Healthcare Hacking Profitability and Prevention

By Ken Lynch, founder and CEO, Reciprocity Labs.

Ken Lynch

For decades now, hackers have been cashing in on financial data. The routine has been constant. A hacker finds their way into a site, steals financial information belonging to the site’s visitors then uses their personal information to create fake credit cards. These are then used to steal money from unsuspecting individuals. However, this trend hit a snag once financial institutions found ways of stopping such activities. This was frustrating to these intruders considering that most times, their efforts were rendered futile after the cards they made are blocked.

These people then discovered a new cash cow that allows them to reap money from insurance companies. Typically, hackers get as little as $1 for one credit card, which is a meager payment for such a dangerous job. However, healthcare information pays well in that they create counterfeit health insurance cards, then make cash claims in fabricated hospitals. Considering that the demand for this data is high, healthcare data attacks have been on the rise, targeting several hospitals, and they have managed to affect over 11 million people.

How do you keep your data safe from these online breaches?

With such high stakes, each hospital needs to come up with security measures that ensure their data is always safe. Look at some of the possible ways you can secure your information.

Asses the risks

You cannot solve a problem if you are not aware that it even exists in the first place. Check for loopholes that leave your hospital vulnerable to these attacks. For instance, a hospital with few employees leaves specific sectors such as the IT section unmanned, which makes them susceptible to being attacked. You must approach this by looking at the most sensitive areas of a company and find out the consequences that you may face if your data is stolen.

Appraise all agreement with business partners, vendors and client every year

Know the type of information that the people and entities you interact with access. Learn what your contract entails and review the speculations regularly. Long before new laws were formed, third-party companies never had any agreements with any of their partners. Whenever they got a hold of information, it was up to them to know what they wanted to do with such intel. In this era, such loopholes can lead to massive scandals, which is why you need to evaluate every past action and put stringent measures to ensure anyone who encounters sensitive information knows the implications of going against the agreement. Do not give a lot of authority to vendors and ensure that they sign privacy policies that bar them from sharing or using private data.

Give your employees compliance management responsibilities

Get an advocate for InfoSEC. You need someone to prioritize data security. This person should gather information from across the organization to help strengthen the security by always having an ear to the ground. Having a solid understanding of HIPAA will allow them to explain how it applies to the business in plain English.

Create awareness

The best way to create awareness is to hold trainings that will help everyone identify the signs of a potential breach. Remember not to make the talk about the data, but make the employers understand what they risk facing if there is a data breach. Make it more about them. This helps to sink the point home much faster, especially since no one wants to be implicated in matters that regard theft of online information. The training is an eye-opener to people who feel that they cannot be a target of a security breach.
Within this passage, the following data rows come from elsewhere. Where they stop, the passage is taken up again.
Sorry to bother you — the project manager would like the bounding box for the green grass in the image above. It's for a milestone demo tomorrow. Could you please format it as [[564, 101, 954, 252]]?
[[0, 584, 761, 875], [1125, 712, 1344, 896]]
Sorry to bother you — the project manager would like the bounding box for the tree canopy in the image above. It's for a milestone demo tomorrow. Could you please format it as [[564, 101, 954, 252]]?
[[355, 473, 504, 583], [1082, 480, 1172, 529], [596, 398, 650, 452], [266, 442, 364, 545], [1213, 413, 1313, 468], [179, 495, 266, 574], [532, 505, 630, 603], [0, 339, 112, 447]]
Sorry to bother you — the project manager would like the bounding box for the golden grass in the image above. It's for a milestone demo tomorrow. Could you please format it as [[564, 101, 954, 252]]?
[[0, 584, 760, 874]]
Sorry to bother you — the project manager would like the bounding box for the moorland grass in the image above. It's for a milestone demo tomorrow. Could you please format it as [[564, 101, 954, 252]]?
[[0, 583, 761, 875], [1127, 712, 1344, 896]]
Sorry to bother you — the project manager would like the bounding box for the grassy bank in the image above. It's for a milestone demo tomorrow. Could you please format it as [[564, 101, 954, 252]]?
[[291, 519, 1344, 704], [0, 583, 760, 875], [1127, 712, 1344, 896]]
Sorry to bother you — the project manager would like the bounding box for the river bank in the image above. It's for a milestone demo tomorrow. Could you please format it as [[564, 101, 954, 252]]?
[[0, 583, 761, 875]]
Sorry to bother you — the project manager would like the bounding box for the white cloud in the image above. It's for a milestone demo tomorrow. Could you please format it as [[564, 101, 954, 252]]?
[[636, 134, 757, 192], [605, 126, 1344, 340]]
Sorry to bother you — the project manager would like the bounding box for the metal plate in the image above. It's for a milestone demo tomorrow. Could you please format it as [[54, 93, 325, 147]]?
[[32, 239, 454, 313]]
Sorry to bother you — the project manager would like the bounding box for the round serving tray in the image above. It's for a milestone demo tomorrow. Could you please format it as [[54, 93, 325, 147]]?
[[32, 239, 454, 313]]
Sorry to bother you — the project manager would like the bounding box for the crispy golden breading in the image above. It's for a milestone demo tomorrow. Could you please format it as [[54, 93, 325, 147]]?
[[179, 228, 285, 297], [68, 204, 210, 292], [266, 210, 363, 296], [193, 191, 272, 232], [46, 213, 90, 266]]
Come up with a security enhancing plan

Security involves putting in place several measures that work coherently to secure your date. These are:

The size of the organization and the amount of data at risk will help guide the security choices you make.  Depending on each threat’s potential effect on the business you can rank them by importance and create controls based on them. To address a number of risks you may adopt a cybersecurity framework like HiTRUST which sets standards and best practices in establishing and maintaining data security while also helping meet HIPAA governance.

By taking a risk-based approach with your employees. You can determine which employees are more likely to be hacker’s targets. These are the ones you provide with robust security training and availabilities to ensure they are well prepared to handle the situation in case it arises.

Ensure that even after the training session, your employers are conscious of the looming threats. This will help them recognize potential breaches; reward employees who are conscious about security. This will enhance a better environment where everyone always strives to be alert.

Staying updated

Finally, you must keep your security software updated regularly. The essence of taking such steps is to ensure that your firewalls are strong enough to hold back any hacking attempts. Imagine trying to treat a disease with already outdated medicine? You would probably succumb to the illness since the disease will not respond to this treatment. This is the same case with online security. Hackers find new ways of maneuvering their way into people’s systems from time to time. Security companies, on the other hand, come up with fresh ideas that help counter such instances. As a healthcare business, it is essential to get modern and up-to-date security measures to ensure that whatever malware that comes your way does not adversely affect operations.